Despite his mistreatment whilst at Guantanamo, Mansoor still manages to be incredibly positive and progressive about his attitude towards the prison. “I have made peace with Guantanamo” Mansoor says after being asked how he felt about it to this day, adding that “Of course there was trauma, but there was also brotherhood, friendship, love and there were memories.” Mansoor also goes on to say that he is “using Guantanamo to fight the injustice; to bring the truth to the people, to the public and to educate the new generation so that Guantanamo will not happen again.” He is also incredibly active on his Instagram account and also in politics, having recently visited European parliament in Brussels to advocate for the closure of Guantanamo Bay alongside some of his other fellow ex-detainees.

Throughout the entire interview, not once does Mansoor show any indication of resentment towards Guantanamo and the guards who beat and berated him, stating that “I do not hate people. I have no grudges against anyone. I don’t,” a profoundly moving and inspirational attitude towards a brutal and horrific breach of basic human rights.

When asked about how his relationship between himself and the rest of the world has been affected by Guantanamo, Mansoor responded by saying “I wear this flag [GITMO t-shirt] every day. I tell people who I am, yeah, so what, I was there. And some people, honestly, react positively, and some people don’t care, and some people just think that you are a bad guy. I understand. Its life, people will misjudge you. It’s just one of the normal things in life.”

However, when talking about the psychological effects of his imprisonment, his words became more solemn, mentioning how “some of the prisoners tried to commit suicide” as a result of the trauma that they endured. “Some of us have nightmares, PTSD, depression, and you know, we try to cope with that.” Mansoor goes on to say when talking about the mental health issues caused by his time as a detainee, revealing how brutal the torture and beating really was, further describing his experience as “awful, there was so much darkness and bitterness.”

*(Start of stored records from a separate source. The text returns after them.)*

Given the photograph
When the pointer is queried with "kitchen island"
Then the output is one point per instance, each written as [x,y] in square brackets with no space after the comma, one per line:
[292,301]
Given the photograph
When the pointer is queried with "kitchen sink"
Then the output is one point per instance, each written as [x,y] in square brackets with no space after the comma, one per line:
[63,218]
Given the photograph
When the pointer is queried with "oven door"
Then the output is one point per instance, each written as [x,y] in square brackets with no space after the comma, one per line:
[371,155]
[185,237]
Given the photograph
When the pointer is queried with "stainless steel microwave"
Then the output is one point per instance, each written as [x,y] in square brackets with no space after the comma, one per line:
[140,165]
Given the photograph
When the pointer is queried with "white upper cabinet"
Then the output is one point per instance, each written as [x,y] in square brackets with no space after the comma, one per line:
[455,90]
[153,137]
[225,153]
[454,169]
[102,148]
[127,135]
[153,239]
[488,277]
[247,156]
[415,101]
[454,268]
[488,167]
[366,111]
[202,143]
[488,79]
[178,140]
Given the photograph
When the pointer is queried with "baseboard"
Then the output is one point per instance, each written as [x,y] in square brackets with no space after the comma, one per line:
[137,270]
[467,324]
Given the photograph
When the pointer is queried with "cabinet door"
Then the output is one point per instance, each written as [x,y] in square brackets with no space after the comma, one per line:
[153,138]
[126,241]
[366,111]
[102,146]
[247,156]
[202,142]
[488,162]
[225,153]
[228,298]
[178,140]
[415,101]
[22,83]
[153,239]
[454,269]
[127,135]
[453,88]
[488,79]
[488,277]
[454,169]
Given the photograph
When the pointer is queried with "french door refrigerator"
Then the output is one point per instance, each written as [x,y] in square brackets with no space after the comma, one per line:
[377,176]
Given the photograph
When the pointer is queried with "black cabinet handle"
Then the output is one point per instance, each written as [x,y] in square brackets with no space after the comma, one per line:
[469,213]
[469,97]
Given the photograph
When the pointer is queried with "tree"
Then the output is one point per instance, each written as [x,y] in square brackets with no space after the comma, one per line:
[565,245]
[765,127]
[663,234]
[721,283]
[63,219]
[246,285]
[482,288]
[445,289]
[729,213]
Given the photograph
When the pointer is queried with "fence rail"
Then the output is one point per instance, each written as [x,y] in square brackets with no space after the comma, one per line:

Finally, Mansoor concluded the interview stating that “There must be compensation and reparations and accountability from the United States government” and that “With the help of the young generation” Guantanamo Bay and many other places filled with injustices of human rights can be closed. Guantanamo Bay is yet to be closed, however hopefully one day, the world will see it’s closure once and for all.